Little known fact #2: I've been in a reading slump lately. I'm blaming all the non-fiction I've been ingesting. But it happens sometimes....I just start to feel like nothing I'm reading is special/creative/original/fun. I usually go back to an old standby (HHGTG or The Phantom Tollbooth in most cases) to pick me up again, but this time I happened upon a new-to-me author. I don't think I'm exaggerating when I say.....I'm in love. I even took a picture of some dialogue from Sacre Bleu and sent it to Carrie. I bought this book on Saturday and I finished it Monday night. Slump is officially over. Thank you, Christopher Moore.
How these facts go together: Sacre Bleu is the tale of the color blue. Or the muse that has inspired artists for centuries. Or both, as they are one and the same. The book centers around the Impressionists that found homes, models, and inspiration in the bohemian atmosphere of Montmartre, but it encompasses all great works of art and their artists. The cast of characters is large and the chronology a bit jumbled, but that just enhances the story rather than detract. Lucien (son of a baker and wanna be patron of the arts) and Henri (Toulouse-Lautrec, bien sur) are on a quest to understand why their friend Vincent (Van Gogh, to be sure) would have committed suicide, especially in the odd manner in which he did. Why would he shoot himself in the chest and then walk a mile to the home of a doctor? During their quest for truth, Lucien encounters his old love, Henri renews his enthusiasm for cabarets, brothels, and alcohol, and we meet The Colorman and Bleu.

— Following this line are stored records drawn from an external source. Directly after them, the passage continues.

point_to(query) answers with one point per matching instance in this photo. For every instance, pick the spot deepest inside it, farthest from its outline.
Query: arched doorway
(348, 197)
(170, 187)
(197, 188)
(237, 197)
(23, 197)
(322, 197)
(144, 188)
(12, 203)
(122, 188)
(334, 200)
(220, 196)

What I loved most about this book was the quick-witted and fast-paced dialogue. I hate books that slow things down by explaining plot points through laborious dialogue. We don't need to have every.single.detail spelled out for us when the characters have a discussion. We're smart; we'll catch on. I also loved that there were paintings thrown in throughout the book. Mostly because I have absolutely no artistic talent and therefore admire those who can create something in such a manner. But I also love that we get an imagined glimpse into the inspiration for these particular moments. It's fiction, but the tales behind the paintings are plausible(ish) and it makes a great story. Pictures are supposed to be worth a thousand words, right? I'm not giving any more of the plot away because I'm imploring you to read it for yourself. It's fast, funny, a bit raunchy, and a charming tale. It's as if Dave Barry and the collective body of Monty Python had a love child; what could go wrong with that? Read this book if you like to laugh, learn, appreciate art and absurdity. Now, I'm off to buy more of Mr. Moore's books and to mail SLAM my exhibit fee before Dad is officially bald.